По возможности, щурясь, смотреть на солнечные блики в стеклах домов, по прикосновению к жесткой шкуре золотокрылых грифонов, по ветру со всех сторон на Пяти углах, по бесцельному движению между линий домов, пропуская между пальцев табачный дым, по уютному подвальчику на Литейном и второму, не менее уютному, на Маяковке.
По строгим линиям улиц и шпилям, по решеткам и львам, фонарям и прочему, прочему, прочему...
А там еще зима. Реки во льду. Ветер холодный и резкий и иногда падает снег. Сердитые дворники посыпают улицы какой-то невероятно злобной и въедливой солью. А кофейни (не говоря уже о прочих местах) открываются очень поздно, почти не оставляя шансов получить вожделенную чашку с раннего утра, но одно благословенное место все же нашлось, и мне выдали утренний капуччино и пепельницу.
И почему только все эти странные-замечательные магазинчики всегда так хорошо запрятаны или (как в этом случае) у упор не видятся?
Итак, по запаху. Кто-то входил или выходил, и открыл дверь, и оттуда донесся запах ароматических палочек, и тихий разноголосый звон поющего ветра, и еще что-то, трудноуловимое, но оттого не менее притягательное.
Кристаллы, камни, амулеты, ловушки для дурных снов, поющий ветер, невероятное количество книг по теме и без темы, побрякушки, фигурки, кольца и серьги, ваджра-колокольчики, свечи и всякие запахи, карты, руны, гадальные палочки, шары для медитаций и лампы, и прочее, прочее, прочее...

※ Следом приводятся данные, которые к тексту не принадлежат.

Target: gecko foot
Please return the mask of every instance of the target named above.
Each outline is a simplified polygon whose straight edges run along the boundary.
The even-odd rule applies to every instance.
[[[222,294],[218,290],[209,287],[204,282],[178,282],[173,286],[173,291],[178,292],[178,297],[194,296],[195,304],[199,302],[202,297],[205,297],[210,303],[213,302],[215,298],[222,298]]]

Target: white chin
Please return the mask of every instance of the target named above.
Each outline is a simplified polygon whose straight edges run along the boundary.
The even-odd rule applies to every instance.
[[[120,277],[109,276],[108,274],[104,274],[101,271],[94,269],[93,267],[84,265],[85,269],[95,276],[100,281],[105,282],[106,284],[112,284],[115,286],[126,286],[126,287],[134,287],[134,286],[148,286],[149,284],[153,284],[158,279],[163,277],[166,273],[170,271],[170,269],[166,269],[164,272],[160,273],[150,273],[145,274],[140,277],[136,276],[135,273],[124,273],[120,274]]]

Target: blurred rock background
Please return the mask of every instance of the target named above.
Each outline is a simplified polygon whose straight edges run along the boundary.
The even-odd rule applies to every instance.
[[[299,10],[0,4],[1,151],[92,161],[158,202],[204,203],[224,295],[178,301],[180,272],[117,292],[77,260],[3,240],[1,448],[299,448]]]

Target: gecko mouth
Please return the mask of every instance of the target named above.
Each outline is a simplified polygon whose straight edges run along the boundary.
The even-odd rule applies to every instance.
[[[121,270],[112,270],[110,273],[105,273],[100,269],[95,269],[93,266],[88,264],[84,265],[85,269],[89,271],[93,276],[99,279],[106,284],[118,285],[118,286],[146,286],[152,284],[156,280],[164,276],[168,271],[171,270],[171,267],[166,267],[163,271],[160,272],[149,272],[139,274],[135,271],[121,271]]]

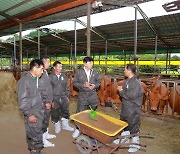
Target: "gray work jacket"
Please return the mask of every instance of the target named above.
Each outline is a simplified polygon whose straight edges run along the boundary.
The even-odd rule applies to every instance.
[[[49,75],[51,85],[53,88],[53,99],[59,100],[60,98],[69,97],[69,85],[67,82],[67,77],[64,74],[60,74],[59,78],[52,72]]]
[[[53,101],[53,89],[52,89],[49,75],[47,74],[46,70],[43,72],[42,76],[39,79],[39,88],[41,90],[43,103],[51,104]]]
[[[136,76],[127,79],[123,90],[119,92],[122,97],[121,115],[128,117],[141,108],[143,100],[143,89],[141,82]]]
[[[24,116],[43,117],[43,101],[38,85],[38,79],[30,72],[25,73],[17,83],[18,105]]]

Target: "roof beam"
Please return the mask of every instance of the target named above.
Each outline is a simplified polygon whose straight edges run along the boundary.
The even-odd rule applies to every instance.
[[[87,28],[87,24],[84,23],[83,21],[81,21],[81,20],[79,20],[79,19],[76,19],[76,21],[77,21],[79,24],[81,24],[81,25],[83,25],[84,27]],[[96,32],[95,30],[93,30],[93,27],[91,27],[90,30],[91,30],[93,33],[95,33],[96,35],[98,35],[99,37],[101,37],[102,39],[106,40],[106,38],[105,38],[104,36],[102,36],[101,34],[99,34],[98,32]]]
[[[27,21],[30,21],[30,20],[42,18],[42,17],[48,16],[50,14],[54,14],[54,13],[57,13],[57,12],[61,12],[61,11],[64,11],[64,10],[79,6],[79,5],[86,4],[89,1],[92,2],[94,0],[75,0],[73,2],[64,4],[64,5],[59,5],[59,6],[55,7],[55,8],[52,8],[52,9],[49,9],[49,10],[46,10],[46,11],[31,15],[31,16],[28,16],[28,17],[23,18],[23,19],[20,19],[19,22],[24,23],[24,22],[27,22]],[[3,26],[0,26],[0,30],[7,29],[7,28],[13,27],[15,25],[17,25],[16,22],[12,22],[10,24],[3,25]]]
[[[8,15],[7,13],[4,13],[2,11],[0,11],[0,15],[11,20],[11,21],[14,21],[16,23],[19,23],[19,20],[17,18],[13,18],[12,16]]]
[[[19,7],[19,6],[23,5],[23,4],[26,4],[26,3],[30,2],[30,1],[32,1],[32,0],[24,0],[24,1],[22,1],[22,2],[20,2],[18,4],[16,4],[16,5],[13,5],[12,7],[4,10],[3,12],[8,12],[10,10],[13,10],[13,9],[15,9],[15,8],[17,8],[17,7]]]
[[[155,29],[155,27],[153,26],[150,18],[148,18],[148,16],[143,12],[143,10],[138,6],[138,5],[134,5],[134,7],[137,8],[137,10],[139,11],[139,13],[142,15],[142,17],[144,18],[144,20],[146,21],[146,23],[148,24],[148,26],[150,27],[150,29],[153,31],[153,33],[155,34],[155,36],[157,36],[167,47],[170,47],[170,45],[165,42],[161,36],[158,34],[157,30]]]

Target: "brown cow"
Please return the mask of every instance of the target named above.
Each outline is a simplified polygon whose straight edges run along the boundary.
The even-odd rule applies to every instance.
[[[155,112],[158,111],[159,114],[162,114],[168,100],[168,89],[164,83],[159,81],[159,77],[154,78],[149,96],[151,110]]]
[[[169,89],[169,105],[173,109],[173,97],[174,97],[174,87]],[[180,86],[177,86],[176,94],[175,94],[175,104],[174,104],[174,112],[177,112],[180,115]]]
[[[117,86],[124,86],[125,80],[120,80],[118,82],[116,82],[116,81],[111,82],[110,78],[104,77],[104,78],[102,78],[101,81],[102,81],[101,87],[103,87],[103,89],[100,88],[100,90],[98,91],[100,104],[103,106],[105,105],[105,102],[114,102],[116,104],[121,104],[122,101],[121,101],[121,97],[118,94]],[[144,90],[142,104],[145,105],[148,89],[147,89],[146,84],[143,82],[141,82],[141,86]]]

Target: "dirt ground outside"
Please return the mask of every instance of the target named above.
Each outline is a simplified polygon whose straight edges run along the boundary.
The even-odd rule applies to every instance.
[[[70,101],[70,113],[76,111],[76,99]],[[119,114],[112,108],[99,107],[103,112],[119,119]],[[146,151],[138,151],[137,154],[179,154],[180,153],[180,120],[163,116],[142,114],[141,133],[149,133],[154,139],[141,139],[146,144]],[[74,123],[71,122],[73,126]],[[54,134],[54,126],[50,122],[50,133]],[[50,140],[55,144],[54,148],[44,148],[46,154],[79,154],[76,145],[73,143],[72,132],[62,130],[57,138]],[[28,154],[23,115],[17,107],[11,110],[0,110],[0,154]],[[100,150],[100,154],[107,152]],[[94,151],[93,154],[97,152]],[[128,153],[127,149],[116,152]]]

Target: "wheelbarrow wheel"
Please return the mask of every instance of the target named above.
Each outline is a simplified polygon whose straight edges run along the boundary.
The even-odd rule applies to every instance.
[[[81,154],[90,154],[92,152],[91,140],[88,136],[80,135],[76,139],[76,146]]]

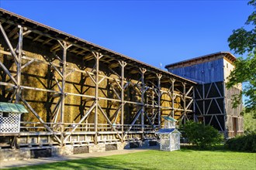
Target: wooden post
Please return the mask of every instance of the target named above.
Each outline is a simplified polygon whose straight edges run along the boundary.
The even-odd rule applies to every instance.
[[[144,133],[144,110],[145,110],[145,99],[144,99],[144,94],[145,94],[145,76],[144,74],[147,71],[146,69],[142,68],[140,69],[140,74],[141,74],[141,103],[142,103],[142,112],[140,115],[141,118],[141,131]]]
[[[196,119],[195,119],[195,87],[193,87],[193,115],[194,115],[194,117],[193,117],[193,120],[194,120],[194,122],[196,121]]]
[[[95,132],[95,144],[97,144],[98,143],[98,140],[97,140],[97,137],[98,137],[98,110],[99,110],[99,60],[100,58],[102,58],[103,56],[100,53],[99,53],[98,52],[92,52],[92,54],[95,59],[95,117],[94,117],[94,124],[95,124],[95,127],[94,127],[94,131]]]
[[[173,118],[175,118],[175,98],[176,97],[175,96],[175,79],[171,79],[171,97],[172,97],[172,100],[171,100],[171,107],[172,107],[171,117]]]
[[[187,114],[187,111],[186,111],[186,105],[185,105],[185,100],[186,100],[186,92],[185,92],[185,83],[182,83],[182,85],[183,85],[183,109],[184,109],[184,123],[185,123],[185,118],[187,117],[186,114]]]
[[[21,26],[18,26],[19,29],[19,42],[17,46],[16,53],[18,53],[18,61],[17,61],[17,89],[16,96],[16,103],[19,102],[19,98],[21,95],[21,65],[22,65],[22,34],[23,28]]]
[[[123,131],[123,117],[124,117],[124,67],[126,66],[126,63],[124,61],[119,61],[119,64],[121,66],[121,126],[122,126],[122,142],[124,140],[124,131]]]
[[[65,121],[65,84],[66,84],[66,72],[67,72],[67,49],[71,46],[71,45],[67,46],[67,42],[63,41],[61,42],[58,40],[61,46],[63,49],[63,56],[62,56],[62,71],[61,75],[62,76],[62,82],[61,82],[61,144],[64,144],[64,121]]]
[[[157,99],[157,104],[158,104],[158,125],[161,128],[161,78],[162,77],[161,74],[157,73],[157,93],[158,93],[158,99]]]

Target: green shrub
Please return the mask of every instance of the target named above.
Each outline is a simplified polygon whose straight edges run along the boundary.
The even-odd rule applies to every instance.
[[[225,145],[231,150],[256,152],[256,134],[251,133],[230,138],[226,141]]]
[[[183,136],[188,138],[190,143],[200,148],[216,145],[223,141],[222,135],[210,125],[187,122],[182,126],[181,131],[184,132]]]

Очень интересная Луна (его же, одна из) - силуэт города в сумерках, две башни-небоскреба, между ними лунный диск.
Любопытная колода (впрочем не колода, только пять карт), где каждая карта - гравюра (стиль - конец XIX в.). Чудесный Император.
Вторая любопытная: На картах пером от руки вокруг небольших рисунков (цветной карандаш по акварели) написаны значения - классические, по Райдеру-Уайту, карты искусственно состарены, приятно.
Но одна колода впечатлила.
Автор - Мария Константинова.
На светлом фоне - песчаном, с небольшой примесью оливково зеленого, тушью нанесенные картинки в стиле Бердслея. Но лица - критские, профили, общая стилистика, прически отсылают к росписям Кносского дворца; специфические хитроватые профили, пойманное движение, пластика образов...
Не поняла только, почему на одних картах свастика была завернута посолонь, на других противусолонь, со значениями карт это не соотносилось.
Великолепные Сила, Маг, Жрица, Умеренность, Смерть, Первосвященник, Звезда. Очень понравились Колесница и Колесо Фортуны.